The corpus for the text analysis was generated specifically for this project, as there was no way to bulk download the OCR from the Library of Congress website. While this posed problems early on, it also allowed for the corpus to be customized to exclude advertisements. The next problem encountered in corpus creation dealt with a line break issue in the OCR. The Library of Congress OCR had no space at the end of each line of text, even if the line ended at the end or the middle of a word. As a result of this, I created a multi-step python process that could remove the line breaks and note where they had previously been located in the text. Afterwards, another python program with regular expressions was used to determine whether the characters around the line break represented two unique words or one larger word. I utilized the Office Libre English language dictionary as the comparison with my corpus. Any characters surrounding a line break that exactly matched a word in the English dictionary would be kept as a single word, everything else would be kept as two words along the original line break.  The process was not perfect, but did materially improve the quality of the results. Given the lack of access to batches of the newspaper from the Library of Congress, this was an attempt to take a very messy OCR corpus and go through the entire process of cleaning it to create a product usable for text analysis.

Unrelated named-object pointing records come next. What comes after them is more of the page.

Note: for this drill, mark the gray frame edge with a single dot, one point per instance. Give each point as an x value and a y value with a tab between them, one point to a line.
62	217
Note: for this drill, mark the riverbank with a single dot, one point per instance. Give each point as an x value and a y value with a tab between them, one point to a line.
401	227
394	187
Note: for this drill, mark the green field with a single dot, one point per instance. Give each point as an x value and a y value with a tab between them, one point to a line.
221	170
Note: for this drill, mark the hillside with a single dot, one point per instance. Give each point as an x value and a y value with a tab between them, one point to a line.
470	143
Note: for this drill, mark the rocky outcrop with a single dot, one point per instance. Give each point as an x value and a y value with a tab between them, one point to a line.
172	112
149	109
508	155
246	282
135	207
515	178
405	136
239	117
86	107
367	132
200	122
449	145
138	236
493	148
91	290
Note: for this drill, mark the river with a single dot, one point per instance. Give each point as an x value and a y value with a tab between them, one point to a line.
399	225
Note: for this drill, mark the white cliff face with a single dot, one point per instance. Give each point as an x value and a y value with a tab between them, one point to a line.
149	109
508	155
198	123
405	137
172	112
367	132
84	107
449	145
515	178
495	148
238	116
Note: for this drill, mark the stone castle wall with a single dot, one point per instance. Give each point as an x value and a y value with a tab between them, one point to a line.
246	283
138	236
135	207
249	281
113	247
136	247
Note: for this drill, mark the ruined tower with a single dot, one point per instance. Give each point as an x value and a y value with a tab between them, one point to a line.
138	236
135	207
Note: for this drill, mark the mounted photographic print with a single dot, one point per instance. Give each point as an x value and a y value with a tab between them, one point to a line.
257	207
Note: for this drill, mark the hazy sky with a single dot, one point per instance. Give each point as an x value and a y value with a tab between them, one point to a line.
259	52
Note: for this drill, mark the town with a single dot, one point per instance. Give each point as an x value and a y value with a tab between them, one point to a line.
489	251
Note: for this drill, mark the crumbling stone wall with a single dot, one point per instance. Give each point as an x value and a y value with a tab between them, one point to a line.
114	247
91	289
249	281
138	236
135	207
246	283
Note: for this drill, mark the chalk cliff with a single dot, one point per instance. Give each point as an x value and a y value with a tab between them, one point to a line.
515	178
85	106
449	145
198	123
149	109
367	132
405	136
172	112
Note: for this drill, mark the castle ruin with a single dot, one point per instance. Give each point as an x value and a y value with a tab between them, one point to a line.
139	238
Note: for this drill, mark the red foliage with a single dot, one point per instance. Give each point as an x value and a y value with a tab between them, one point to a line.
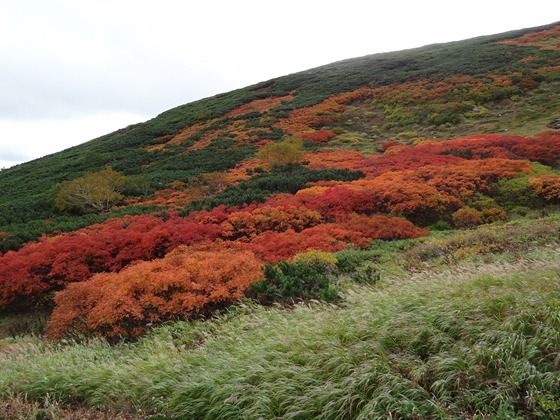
388	144
185	282
247	224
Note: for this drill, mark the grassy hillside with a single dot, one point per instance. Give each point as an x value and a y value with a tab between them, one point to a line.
373	238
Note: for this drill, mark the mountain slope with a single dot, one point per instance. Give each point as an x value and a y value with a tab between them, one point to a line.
468	65
374	238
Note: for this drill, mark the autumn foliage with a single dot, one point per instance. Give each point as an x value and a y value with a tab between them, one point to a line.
116	277
54	262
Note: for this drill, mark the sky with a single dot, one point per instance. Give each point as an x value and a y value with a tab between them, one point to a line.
73	70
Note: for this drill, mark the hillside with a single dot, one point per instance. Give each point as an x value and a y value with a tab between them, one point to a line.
398	213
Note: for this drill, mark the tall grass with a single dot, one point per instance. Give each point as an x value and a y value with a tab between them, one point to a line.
469	342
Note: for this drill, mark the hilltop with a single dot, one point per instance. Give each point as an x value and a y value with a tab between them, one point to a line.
418	183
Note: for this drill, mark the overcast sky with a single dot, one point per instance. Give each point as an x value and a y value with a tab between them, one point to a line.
73	70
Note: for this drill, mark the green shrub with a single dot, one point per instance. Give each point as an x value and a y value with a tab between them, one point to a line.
289	282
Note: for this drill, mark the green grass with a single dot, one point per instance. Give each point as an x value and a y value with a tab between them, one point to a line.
465	340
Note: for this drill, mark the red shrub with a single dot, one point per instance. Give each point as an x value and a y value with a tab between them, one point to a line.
121	305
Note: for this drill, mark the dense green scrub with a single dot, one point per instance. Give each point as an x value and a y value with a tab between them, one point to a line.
480	338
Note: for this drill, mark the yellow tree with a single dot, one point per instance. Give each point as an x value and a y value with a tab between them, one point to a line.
91	193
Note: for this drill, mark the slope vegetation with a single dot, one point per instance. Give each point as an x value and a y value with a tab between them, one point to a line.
285	250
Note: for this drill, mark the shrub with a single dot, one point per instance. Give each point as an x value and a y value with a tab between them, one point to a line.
314	257
183	284
466	218
289	282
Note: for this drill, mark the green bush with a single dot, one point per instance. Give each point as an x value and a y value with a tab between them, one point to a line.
289	282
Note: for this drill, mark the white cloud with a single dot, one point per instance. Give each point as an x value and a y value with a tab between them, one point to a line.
66	60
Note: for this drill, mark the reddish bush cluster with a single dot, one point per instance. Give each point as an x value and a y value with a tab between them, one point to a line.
121	305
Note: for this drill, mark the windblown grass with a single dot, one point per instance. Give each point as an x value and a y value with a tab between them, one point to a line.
467	342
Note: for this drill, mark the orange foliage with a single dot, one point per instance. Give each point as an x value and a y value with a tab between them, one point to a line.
319	136
246	225
466	218
358	230
183	283
547	39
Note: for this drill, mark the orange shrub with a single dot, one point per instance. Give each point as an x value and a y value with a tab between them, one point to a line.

Topic modeling for this project was undertaken using the MALLET program. I selected this program because its ease of use, and because it had been used on other projects encountered while researching topic modeling and text analysis methods. The topic model that was included in the project website used 10,000 iterations and included 40 topics. Out of these topics, there were 3 that appeared to be made up predominantly of errors from the OCR.

The final process related to creating a usable list of topics was creating labels for each of the 40 lists of keywords. Labels were added to each of the topics in order to make them easier to interact with and relate to. The process of determining a label for these is partially recreated in the thematic pages, which highlight peaks where a topic occurred. Graphing each topic over time allowed me to locate when each topic peaked. From there, I would keyword search that particular edition to find the most common words associated with that topic. Reading through these articles, and determining what similarities they shared was the central part of creating a label. As with the the labels for first articles, these are subject to interpretation and have room for continued refinement.

Not all outputs of the topic model are housed on the web site. This is primarily a choice driven by the project’s audience, and what could be clearly communicated and engaged with. The clearest group of topics that was not discussed on the website were those related to Whig and Free Soil politics. While these have some scholarly implications, the clear engagement with politics is already represented in the “Washington D.C. in The North Star” and “The American South” themes. Significant engagement with the history of Whigs and Free Soilers would add little for my audience while necessitating complicated political contextualization. The website also does not include topics that remained unknown (there were 2), or were mixed in ways that did not allow for clear communication of their subject matter.